THRILLER; 1hr 44min
STARRING: Rebecca Hall, Tim Roth, Grace Kaufman
Past imperfect: Hall
Margaret (Vicky Cristina Barcelona ’s Hall) is a professional woman and single mother (to Kaufman’s 17-year-old Abbie) whose every gesture telegraphs precision. Even extra-curricular sex is scheduled. But precision has its performative limits. Margaret’s secret history is one external force that her crisp British grip is unable to control; specifically, the re-emergence after 22 years of her ex-lover David (The Hateful Eight ’s Roth). A sidelong glimpse of him at a conference in her adopted home city of Albany, New York, is enough to send Margaret into a blind panic, for herself and for her daughter.

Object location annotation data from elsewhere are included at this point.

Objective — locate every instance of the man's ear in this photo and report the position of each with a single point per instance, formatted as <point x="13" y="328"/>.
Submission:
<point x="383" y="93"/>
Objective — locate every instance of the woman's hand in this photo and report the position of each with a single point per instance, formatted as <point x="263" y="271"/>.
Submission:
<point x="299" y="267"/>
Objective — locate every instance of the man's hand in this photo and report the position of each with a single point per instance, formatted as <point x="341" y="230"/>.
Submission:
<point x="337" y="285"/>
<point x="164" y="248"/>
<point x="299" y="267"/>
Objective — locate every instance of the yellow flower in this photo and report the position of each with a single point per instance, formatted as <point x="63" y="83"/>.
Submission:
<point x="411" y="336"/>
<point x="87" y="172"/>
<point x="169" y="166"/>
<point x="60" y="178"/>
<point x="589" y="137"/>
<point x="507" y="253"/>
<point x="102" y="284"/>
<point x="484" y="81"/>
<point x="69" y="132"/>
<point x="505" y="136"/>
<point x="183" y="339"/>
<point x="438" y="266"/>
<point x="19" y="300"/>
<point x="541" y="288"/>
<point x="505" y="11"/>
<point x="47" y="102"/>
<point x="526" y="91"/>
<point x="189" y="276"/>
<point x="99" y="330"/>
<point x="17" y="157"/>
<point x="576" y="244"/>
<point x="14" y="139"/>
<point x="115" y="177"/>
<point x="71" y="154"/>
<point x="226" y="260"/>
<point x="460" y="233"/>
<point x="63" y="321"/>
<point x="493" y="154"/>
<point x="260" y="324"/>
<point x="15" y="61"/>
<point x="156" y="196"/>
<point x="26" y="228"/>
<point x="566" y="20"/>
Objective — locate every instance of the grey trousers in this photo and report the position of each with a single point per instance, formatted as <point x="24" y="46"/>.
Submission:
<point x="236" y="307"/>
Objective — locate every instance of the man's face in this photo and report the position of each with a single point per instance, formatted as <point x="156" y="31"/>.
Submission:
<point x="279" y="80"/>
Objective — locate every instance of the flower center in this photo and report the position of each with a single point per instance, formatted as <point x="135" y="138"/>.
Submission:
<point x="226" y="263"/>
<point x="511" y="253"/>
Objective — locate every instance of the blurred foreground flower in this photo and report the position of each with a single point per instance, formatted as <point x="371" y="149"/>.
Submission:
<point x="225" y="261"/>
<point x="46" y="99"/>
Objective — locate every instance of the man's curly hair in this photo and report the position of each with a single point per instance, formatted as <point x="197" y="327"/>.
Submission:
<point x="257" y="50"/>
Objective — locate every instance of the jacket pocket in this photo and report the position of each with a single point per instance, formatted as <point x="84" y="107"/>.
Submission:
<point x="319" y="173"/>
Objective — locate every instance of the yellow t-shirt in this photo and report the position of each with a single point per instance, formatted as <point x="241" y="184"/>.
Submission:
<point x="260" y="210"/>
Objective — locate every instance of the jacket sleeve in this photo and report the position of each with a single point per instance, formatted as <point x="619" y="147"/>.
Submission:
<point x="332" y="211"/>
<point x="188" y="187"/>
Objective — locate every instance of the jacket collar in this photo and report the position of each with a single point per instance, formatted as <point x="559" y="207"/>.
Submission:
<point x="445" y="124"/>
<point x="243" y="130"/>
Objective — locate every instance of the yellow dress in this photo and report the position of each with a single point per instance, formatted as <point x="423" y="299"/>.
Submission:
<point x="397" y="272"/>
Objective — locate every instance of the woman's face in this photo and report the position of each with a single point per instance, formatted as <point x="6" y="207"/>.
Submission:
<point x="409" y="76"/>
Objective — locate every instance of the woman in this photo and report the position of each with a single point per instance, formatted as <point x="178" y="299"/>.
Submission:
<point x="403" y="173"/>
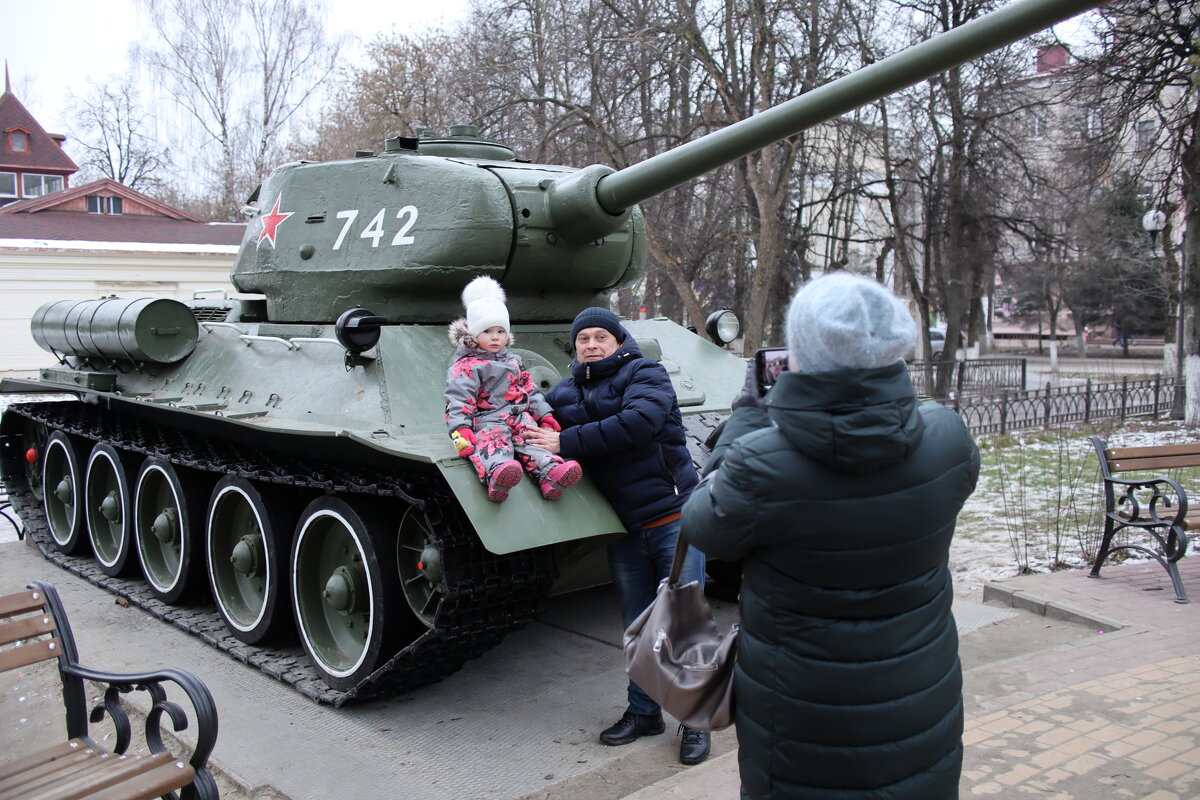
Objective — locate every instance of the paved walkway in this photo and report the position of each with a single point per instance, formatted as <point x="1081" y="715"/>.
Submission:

Whatever this guy has done to her — and there’ll be more on that in a chilling soliloquy from Hall — has savaged Margaret’s DNA. After a second, seemingly harmless sighting, her cool veneer begins to splinter, much to the dismay of the in-the-dark Abbie. When Margaret approaches David to warn him off, his response is ambiguous: after blandly professing not to know who she is, he flashes her the creepiest, toothiest Rothian smile this side of a crocodile attack. With the police next to useless (after all, David has done nothing), Margaret takes matters into her own manic hands, only to discover that not only has the predator she vividly remembers not changed a single spot but she is completely alone with her fixation, isolation being the meat-and-marrow of every emotional collapse.
With a tormentor’s unerring instinct, David understands that the most potent weapon in his warped arsenal is Margaret herself. Hall, too, is acutely aware of that fact. Her Margaret is a lit fuse, fearsome and terrified with a baseline of pitiful. Even accounting for the insidious power of a tragic loss, her descent plays more like a swan dive than a psychologically shaded disintegration from writer-director Andrew Semans. But a blazing performance can burn through a score of cracks. Hall wears unhinged heartbreak like a second layer of skin.